District One Committee Member Joe Kalmick, a former volunteer firefighter, made the motion to advise the City Council to stay with OCFA, but as part of his motion left finding a means to pay for emergency services to the council and city staff.
Deaton said that as she looked the numbers, the Fire Authority’s four-person fire engines cost less than the projected expenses for three-person engines submitted by the Huntington Beach and Long Beach Fire Departments. (OCFA will only provide four-person engines to Seal Beach.)
According to the power point presentation by Michele Hernandez, the project manager, the annual cost of OCFA services was more than $5.2 million (all numbers rounded), the annual cost of Seal Beach having its own fire department was more than $5.8 million with three-person engines and almost $7.4 million with four-person engines. Huntington Beach estimated a cost more than $7.4 million for a four-person engine and Long Beach estimated $6.9 million.
However, the $5.2 million Fire Authority bill includes a potential 4.5 percent annual increase. In addition, every five years the OCFA is allowed to recover expenses above the cost of the contract.
According to an early May presentation by Lori Zeller, OCFA, assistant chief of business services, the Fire Authority spends in excess of $1.9 million more in Seal Beach that it makes from Seal Beach.
Committee members discussed funding options, including taxes. One committee member suggested selling or leasing city assets.
According to City Attorney Craig Steele, a tax to fund a specific purpose would be considered a special tax and would require approval of two-thirds of voters.
To get on the November ballot, Seal Beach officials have until Aug. 10 to submit a measure to Orange County.District Five Committee Member Donald Horning was absent Monday, but in a memo to the committee, which also supported staying with OCFA, he proposed a special tax.

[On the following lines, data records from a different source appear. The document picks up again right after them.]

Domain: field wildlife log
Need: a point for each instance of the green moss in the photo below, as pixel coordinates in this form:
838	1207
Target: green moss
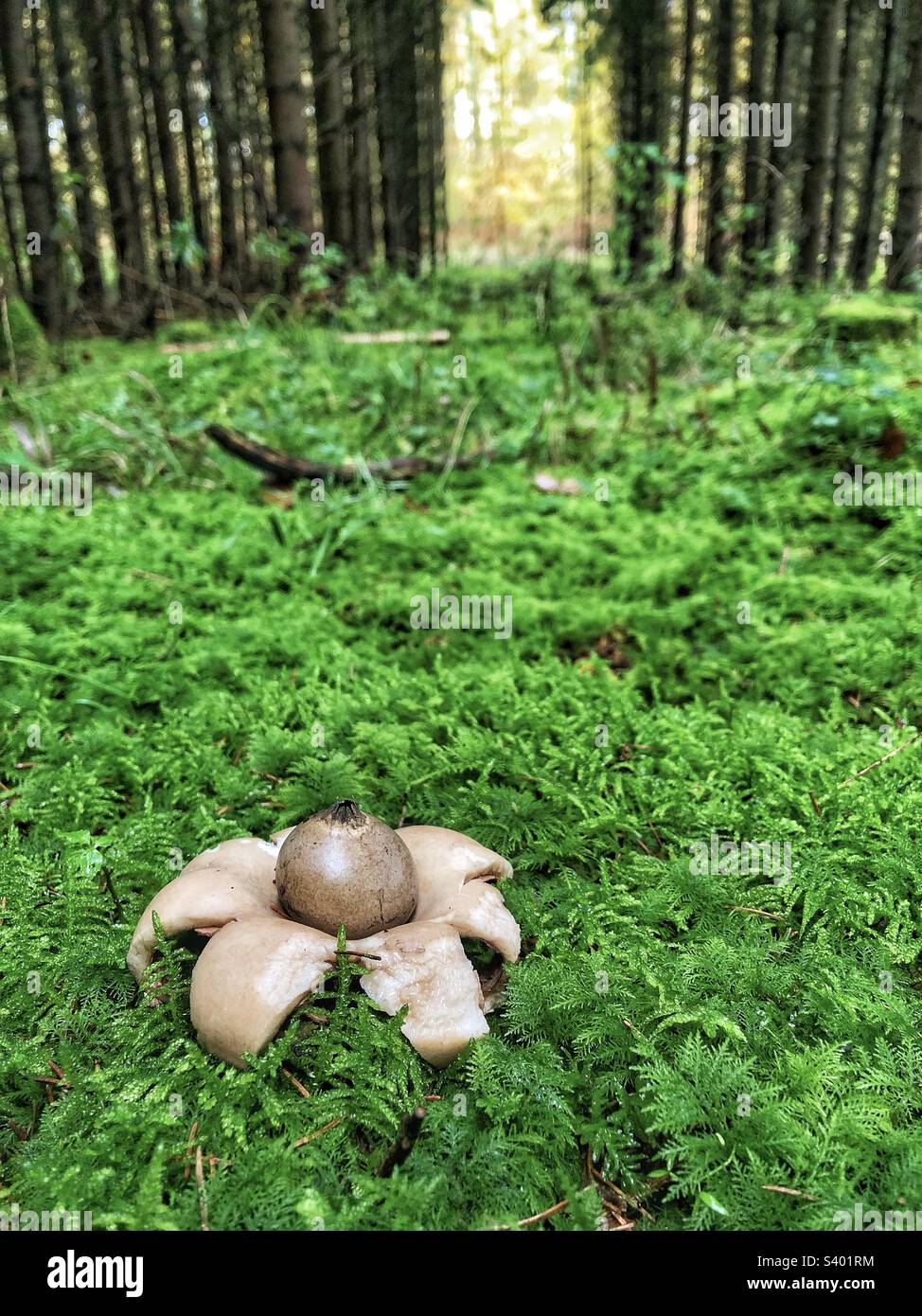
700	1035
27	341
868	320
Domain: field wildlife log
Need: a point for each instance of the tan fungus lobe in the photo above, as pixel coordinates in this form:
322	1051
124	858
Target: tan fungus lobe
259	965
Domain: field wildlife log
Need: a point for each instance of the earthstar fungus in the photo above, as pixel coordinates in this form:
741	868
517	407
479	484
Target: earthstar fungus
271	910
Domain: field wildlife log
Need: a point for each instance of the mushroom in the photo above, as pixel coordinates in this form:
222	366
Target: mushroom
230	880
237	1011
340	864
345	869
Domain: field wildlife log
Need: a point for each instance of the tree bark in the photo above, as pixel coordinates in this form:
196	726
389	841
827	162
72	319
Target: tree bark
158	222
101	39
907	257
78	157
718	241
10	218
220	50
282	54
863	253
760	27
166	142
399	131
682	162
330	114
843	124
27	117
824	70
786	24
361	194
434	122
181	23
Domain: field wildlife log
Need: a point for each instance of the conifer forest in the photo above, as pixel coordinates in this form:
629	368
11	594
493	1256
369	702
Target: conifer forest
461	571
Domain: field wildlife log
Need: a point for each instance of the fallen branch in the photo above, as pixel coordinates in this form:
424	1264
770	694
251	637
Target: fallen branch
395	336
402	1144
878	761
286	469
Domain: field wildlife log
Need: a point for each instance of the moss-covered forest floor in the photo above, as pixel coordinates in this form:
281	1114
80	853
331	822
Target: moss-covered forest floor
704	644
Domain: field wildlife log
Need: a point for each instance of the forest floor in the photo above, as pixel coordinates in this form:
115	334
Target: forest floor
704	645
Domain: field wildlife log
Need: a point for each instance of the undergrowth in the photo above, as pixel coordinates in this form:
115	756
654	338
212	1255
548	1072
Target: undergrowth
193	662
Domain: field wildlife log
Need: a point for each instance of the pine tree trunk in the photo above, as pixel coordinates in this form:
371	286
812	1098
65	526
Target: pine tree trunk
434	125
27	117
101	39
777	155
166	142
91	286
907	256
760	29
863	253
10	218
718	241
361	196
682	162
181	23
158	222
824	71
843	124
219	60
282	56
399	131
330	112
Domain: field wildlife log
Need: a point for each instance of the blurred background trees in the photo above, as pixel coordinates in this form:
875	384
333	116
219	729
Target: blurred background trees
155	152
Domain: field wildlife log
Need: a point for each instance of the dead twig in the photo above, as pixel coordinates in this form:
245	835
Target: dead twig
766	914
402	1144
788	1193
327	1128
434	338
294	1082
878	761
287	469
200	1186
542	1215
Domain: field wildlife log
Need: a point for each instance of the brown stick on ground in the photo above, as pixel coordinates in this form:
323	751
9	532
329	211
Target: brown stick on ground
286	469
434	337
402	1144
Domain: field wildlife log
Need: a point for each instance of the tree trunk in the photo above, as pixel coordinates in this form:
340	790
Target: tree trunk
642	100
786	24
220	49
181	23
434	122
10	218
399	131
361	202
863	253
104	74
166	142
718	241
158	223
907	257
330	112
27	117
760	27
682	162
824	70
843	125
282	54
87	233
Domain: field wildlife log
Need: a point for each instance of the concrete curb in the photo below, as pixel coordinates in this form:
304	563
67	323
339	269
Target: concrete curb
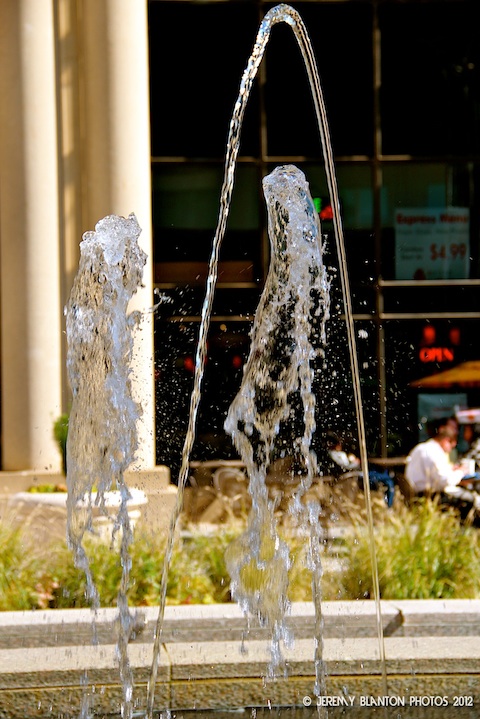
210	659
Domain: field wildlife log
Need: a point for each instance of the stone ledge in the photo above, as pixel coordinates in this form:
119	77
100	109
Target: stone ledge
220	673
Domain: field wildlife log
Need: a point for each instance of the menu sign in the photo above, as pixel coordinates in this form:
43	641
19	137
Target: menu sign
432	243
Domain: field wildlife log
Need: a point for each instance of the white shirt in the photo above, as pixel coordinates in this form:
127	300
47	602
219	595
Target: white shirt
429	468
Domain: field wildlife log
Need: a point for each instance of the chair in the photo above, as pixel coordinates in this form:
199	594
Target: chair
407	488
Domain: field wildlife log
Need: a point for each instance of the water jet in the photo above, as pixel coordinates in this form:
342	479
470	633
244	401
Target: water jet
184	670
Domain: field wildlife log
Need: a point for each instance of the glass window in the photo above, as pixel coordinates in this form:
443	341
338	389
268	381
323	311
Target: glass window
430	90
341	38
185	212
430	231
197	57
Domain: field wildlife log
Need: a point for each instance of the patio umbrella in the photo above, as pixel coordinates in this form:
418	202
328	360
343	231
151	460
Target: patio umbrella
466	374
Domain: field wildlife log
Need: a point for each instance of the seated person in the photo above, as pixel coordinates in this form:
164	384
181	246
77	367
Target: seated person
341	462
430	470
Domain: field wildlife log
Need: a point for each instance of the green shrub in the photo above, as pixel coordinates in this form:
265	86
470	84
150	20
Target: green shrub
422	553
25	580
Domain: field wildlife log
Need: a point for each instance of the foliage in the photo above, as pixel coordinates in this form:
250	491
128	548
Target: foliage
25	580
422	553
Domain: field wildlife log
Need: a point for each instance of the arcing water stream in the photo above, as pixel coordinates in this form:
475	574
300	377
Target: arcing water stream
257	411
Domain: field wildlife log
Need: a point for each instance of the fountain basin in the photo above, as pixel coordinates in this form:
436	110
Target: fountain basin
47	661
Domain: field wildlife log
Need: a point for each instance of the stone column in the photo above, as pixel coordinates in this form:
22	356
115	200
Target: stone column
31	309
116	157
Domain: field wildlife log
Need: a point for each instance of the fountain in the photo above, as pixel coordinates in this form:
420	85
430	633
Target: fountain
340	658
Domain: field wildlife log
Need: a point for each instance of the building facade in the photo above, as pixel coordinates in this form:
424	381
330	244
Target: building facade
119	106
402	89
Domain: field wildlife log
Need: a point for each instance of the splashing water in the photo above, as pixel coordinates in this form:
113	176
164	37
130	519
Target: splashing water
280	13
102	436
293	307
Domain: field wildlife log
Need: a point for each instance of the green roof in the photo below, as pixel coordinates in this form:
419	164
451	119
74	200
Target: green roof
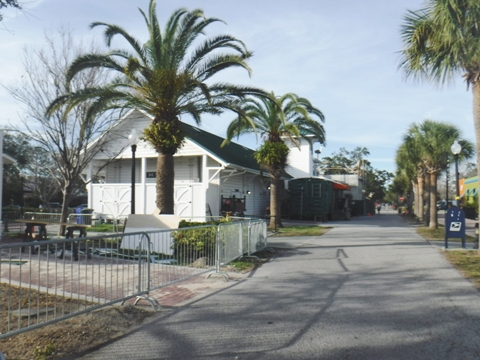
232	153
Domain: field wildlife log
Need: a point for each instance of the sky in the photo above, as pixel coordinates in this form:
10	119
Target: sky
341	55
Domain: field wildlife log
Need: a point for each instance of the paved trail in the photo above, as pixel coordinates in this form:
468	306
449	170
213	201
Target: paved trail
368	289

“While unfortunate for taxpayers, I recommend a minimal parcel tax of $200 per year,” Horning wrote.
Massa-Lavitt raised concern about how a parcel tax would be applied to Leisure World residents.
According to Finance Director Victoria Beatley, a half of one percent sales tax could generate $1.8 million in revenue, a figure she later described as a “back of the envolope” number. Beatley also used that phrase to describe her estimate that a $100-per-parcel tax would generate about $580,000.
Beatley, pointing out that the city is a member of the Chamber of Commerce, said that the Board had indicated they think local merchants could sustain a half of a percent sales tax increase.
Seal Beach Chamber President Scott Levitt told the Sun, “I personally have no knowledge of any discussion about a sales tax increase.”
Deaton wanted more analysis from Beatley before making recommendation about paying for city services. Massa-Lavitt thought the city should increase sales taxes by 1 percent.
District Four Committee Member Thom Thomas offered several suggestions for increasing the city’s revenues, including taking over management of the Sunset Aquatic Park (which is geographically located in the Sunset Beach area but is legally part of Seal Beach).
Thomas also suggested relocating the police sub-station at the pier, which is staffed by Volunteers In Policing, to City Hall and leasing the building to a restaurant.
He also proposed leasing or selling the Girl Scout House and having the scouts move into one of the empty offices at City Hall.
He proposed selling the lots at the east and west ends of Electric Avenue. Thomas suggested the city encourage an automobile dealer to sell cars from spaces in the parking area behind Sprouts (located in the Shops at Rossmoor in Seal Beach center).
Deaton said she had tried to dicuss using the lot behind Spouts with the property owners and was rebuffed.